Ventura LNG Task Force chairman Trevor Smith welcomed Malibu’s participation in the anti-LNG fight.

“I think maybe some people in Malibu have thought they didn’t have to worry about LNG because this plan is so ridiculous,” he said. “Now that it might actually get built, people are taking notice.”

The April 18 public hearing is limited by law to testimony about the adequacy of the environmental impact report, a 2,500-page document released two weeks ago after an earlier attempt was rejected due to incomplete plans. But local LNG activists said they plan to use the event to rally forces against the overall Billiton plan.

-Fifth terminal proposed near Malibu-

The Malibu-Billiton fight is gearing up at the same time that a small Texas gas company announced it is looking at Santa Monica Bay and the San Pedro Channel as possible sites for what could be California’s fifth LNG terminal. Tidelands Oil & Gas Corp. said it plans to meet with LNG opponents to design what its consultant said “would be the greenest, least objectionable plant possible.”

David Maul has been hired by Tidelands to meet with local officials in what he said is an effort to avoid the missteps made by Billiton and other companies. Maul resigned last year as the director of the California Energy Department’s natural gas office.
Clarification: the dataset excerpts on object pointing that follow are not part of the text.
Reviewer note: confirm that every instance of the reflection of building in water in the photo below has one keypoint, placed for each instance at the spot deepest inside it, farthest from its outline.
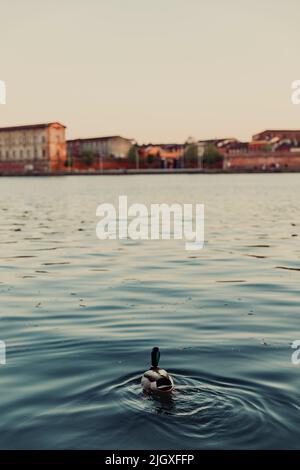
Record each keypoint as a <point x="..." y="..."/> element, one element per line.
<point x="37" y="148"/>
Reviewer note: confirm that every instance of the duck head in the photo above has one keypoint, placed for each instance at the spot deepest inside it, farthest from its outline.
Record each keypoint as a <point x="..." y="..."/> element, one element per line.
<point x="155" y="356"/>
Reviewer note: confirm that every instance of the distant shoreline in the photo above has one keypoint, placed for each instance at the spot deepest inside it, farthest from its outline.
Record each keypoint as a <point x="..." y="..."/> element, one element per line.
<point x="150" y="172"/>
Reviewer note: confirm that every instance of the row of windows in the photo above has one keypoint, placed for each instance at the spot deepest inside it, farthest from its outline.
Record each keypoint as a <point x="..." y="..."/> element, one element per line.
<point x="19" y="155"/>
<point x="23" y="139"/>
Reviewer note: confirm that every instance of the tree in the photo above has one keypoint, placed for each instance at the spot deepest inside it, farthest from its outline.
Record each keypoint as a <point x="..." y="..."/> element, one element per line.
<point x="133" y="156"/>
<point x="88" y="158"/>
<point x="153" y="159"/>
<point x="191" y="155"/>
<point x="211" y="155"/>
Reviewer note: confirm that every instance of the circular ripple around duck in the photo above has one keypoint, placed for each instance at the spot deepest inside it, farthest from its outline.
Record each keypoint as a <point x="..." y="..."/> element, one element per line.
<point x="202" y="407"/>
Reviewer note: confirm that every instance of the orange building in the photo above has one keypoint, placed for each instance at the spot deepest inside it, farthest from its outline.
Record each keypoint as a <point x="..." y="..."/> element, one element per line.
<point x="35" y="148"/>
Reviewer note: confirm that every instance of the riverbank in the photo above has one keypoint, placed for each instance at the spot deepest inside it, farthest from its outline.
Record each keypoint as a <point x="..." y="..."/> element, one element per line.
<point x="152" y="172"/>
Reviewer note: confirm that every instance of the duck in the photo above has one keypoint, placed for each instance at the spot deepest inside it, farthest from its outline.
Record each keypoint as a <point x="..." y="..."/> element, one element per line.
<point x="156" y="380"/>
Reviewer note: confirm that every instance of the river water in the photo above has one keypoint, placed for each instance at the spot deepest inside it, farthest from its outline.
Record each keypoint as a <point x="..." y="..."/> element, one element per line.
<point x="79" y="316"/>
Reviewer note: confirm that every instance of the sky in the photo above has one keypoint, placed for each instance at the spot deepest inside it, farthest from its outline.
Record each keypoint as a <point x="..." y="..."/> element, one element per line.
<point x="153" y="70"/>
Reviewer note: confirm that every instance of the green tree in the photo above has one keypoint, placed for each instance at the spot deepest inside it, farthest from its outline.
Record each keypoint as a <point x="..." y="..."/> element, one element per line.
<point x="133" y="156"/>
<point x="211" y="155"/>
<point x="191" y="155"/>
<point x="88" y="158"/>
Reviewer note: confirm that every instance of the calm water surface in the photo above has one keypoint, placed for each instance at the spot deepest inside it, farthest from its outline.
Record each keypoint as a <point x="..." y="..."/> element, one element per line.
<point x="79" y="316"/>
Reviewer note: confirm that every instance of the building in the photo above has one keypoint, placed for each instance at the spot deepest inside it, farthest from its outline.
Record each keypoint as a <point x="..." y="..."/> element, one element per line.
<point x="35" y="148"/>
<point x="94" y="152"/>
<point x="268" y="135"/>
<point x="162" y="155"/>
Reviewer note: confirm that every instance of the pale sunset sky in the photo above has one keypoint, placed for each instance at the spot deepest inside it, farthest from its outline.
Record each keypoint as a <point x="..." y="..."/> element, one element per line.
<point x="153" y="70"/>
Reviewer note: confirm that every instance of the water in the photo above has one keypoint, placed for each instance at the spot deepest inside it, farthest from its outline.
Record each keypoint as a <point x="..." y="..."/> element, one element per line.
<point x="79" y="316"/>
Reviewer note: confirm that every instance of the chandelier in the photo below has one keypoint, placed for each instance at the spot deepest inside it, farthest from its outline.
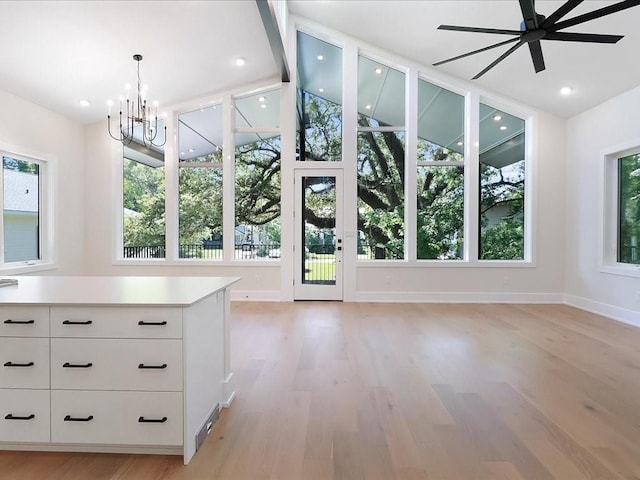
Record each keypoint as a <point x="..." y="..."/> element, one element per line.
<point x="137" y="122"/>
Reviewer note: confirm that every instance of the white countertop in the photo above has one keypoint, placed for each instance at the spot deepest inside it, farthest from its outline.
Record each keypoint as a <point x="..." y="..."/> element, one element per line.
<point x="131" y="291"/>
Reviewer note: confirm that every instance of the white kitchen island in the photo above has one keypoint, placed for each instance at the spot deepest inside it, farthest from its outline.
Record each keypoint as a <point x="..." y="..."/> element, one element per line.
<point x="113" y="364"/>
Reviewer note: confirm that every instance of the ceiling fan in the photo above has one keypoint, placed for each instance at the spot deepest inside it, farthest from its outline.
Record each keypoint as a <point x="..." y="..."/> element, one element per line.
<point x="536" y="27"/>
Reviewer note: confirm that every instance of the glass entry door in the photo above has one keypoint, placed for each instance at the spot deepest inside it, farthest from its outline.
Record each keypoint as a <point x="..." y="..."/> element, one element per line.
<point x="318" y="242"/>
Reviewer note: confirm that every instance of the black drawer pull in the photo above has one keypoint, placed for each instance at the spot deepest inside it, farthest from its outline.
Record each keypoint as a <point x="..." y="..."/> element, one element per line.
<point x="152" y="420"/>
<point x="14" y="417"/>
<point x="69" y="418"/>
<point x="11" y="364"/>
<point x="157" y="367"/>
<point x="19" y="322"/>
<point x="77" y="365"/>
<point x="77" y="322"/>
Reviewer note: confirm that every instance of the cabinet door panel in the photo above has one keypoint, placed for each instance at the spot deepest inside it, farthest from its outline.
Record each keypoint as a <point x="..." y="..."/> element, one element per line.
<point x="127" y="418"/>
<point x="104" y="364"/>
<point x="116" y="322"/>
<point x="24" y="416"/>
<point x="24" y="363"/>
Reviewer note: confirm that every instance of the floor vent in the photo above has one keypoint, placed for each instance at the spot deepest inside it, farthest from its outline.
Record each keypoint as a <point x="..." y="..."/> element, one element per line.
<point x="206" y="428"/>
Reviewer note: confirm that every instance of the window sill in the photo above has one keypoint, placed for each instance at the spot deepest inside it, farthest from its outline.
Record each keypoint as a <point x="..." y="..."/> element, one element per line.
<point x="26" y="267"/>
<point x="446" y="264"/>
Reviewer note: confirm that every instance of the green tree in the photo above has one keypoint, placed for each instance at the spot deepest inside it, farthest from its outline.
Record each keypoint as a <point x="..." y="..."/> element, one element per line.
<point x="143" y="200"/>
<point x="381" y="187"/>
<point x="629" y="208"/>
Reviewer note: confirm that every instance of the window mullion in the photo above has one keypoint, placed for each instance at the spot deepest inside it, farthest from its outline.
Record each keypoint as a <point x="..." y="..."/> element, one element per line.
<point x="472" y="177"/>
<point x="228" y="179"/>
<point x="171" y="191"/>
<point x="411" y="155"/>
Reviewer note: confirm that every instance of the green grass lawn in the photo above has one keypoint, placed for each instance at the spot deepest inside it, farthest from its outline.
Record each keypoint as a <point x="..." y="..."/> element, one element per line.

Tidelands operates a pair of small natural gas projects in Eagle Pass and Austin, Texas, and is applying to build an offshore LNG terminal in Mexico, just south of the Texas border. But the company is not going to make plans on where to put its Pacific Coast floating LNG terminal until it talks to coastal residents and agencies, Maul said.

“They believe it is important to seek input from key stakeholders and design a project that avoids as many of the objections (to other LNG terminals) as possible,” Maul said.

The former state official said the controversy over the Billiton proposal near Malibu has not gone unnoticed.

“I don’t think it is our intention to go up and compete with BHP on that one,” Maul said.

The Tidewater proposal is actually the fifth proposed for California, but the third that could be visible from Malibu. In addition to the Billiton proposal, Woodside Petroleum has just proposed a terminal 22 miles southeast of Point Dume, Crystal Energy has a longstanding proposal to convert an offshore oil platform near Oxnard into an LNG terminal, and a subsidiary of Mitsubishi wants to place a terminal on land near downtown Long Beach.

In addition, Sempra Energy is 30 percent finished building the West Coast’s first LNG receiving terminal near Ensenada, Baja California. Called Costa Azul, that plant will be linked by pipelines to the U.S. energy grid. Two other LNG terminals are in the permitting stages in Mexico.

Energy companies are betting that LNG terminals, which can cost upward of $600 million each, will allow California to join the world LNG market. Many oil-producing countries such as Qatar, Russia and Australia are sitting on massive natural gas deposits, but are unable to beat domestic U.S. gas, which is delivered via pipeline.

Complicating matters is the state of Alaska, which is planning a natural gas line to deliver gas from the North Slope to the lower 48 States. And some experts say the existing natural gas supplies in the U.S. and Canada are more than sufficient for future needs.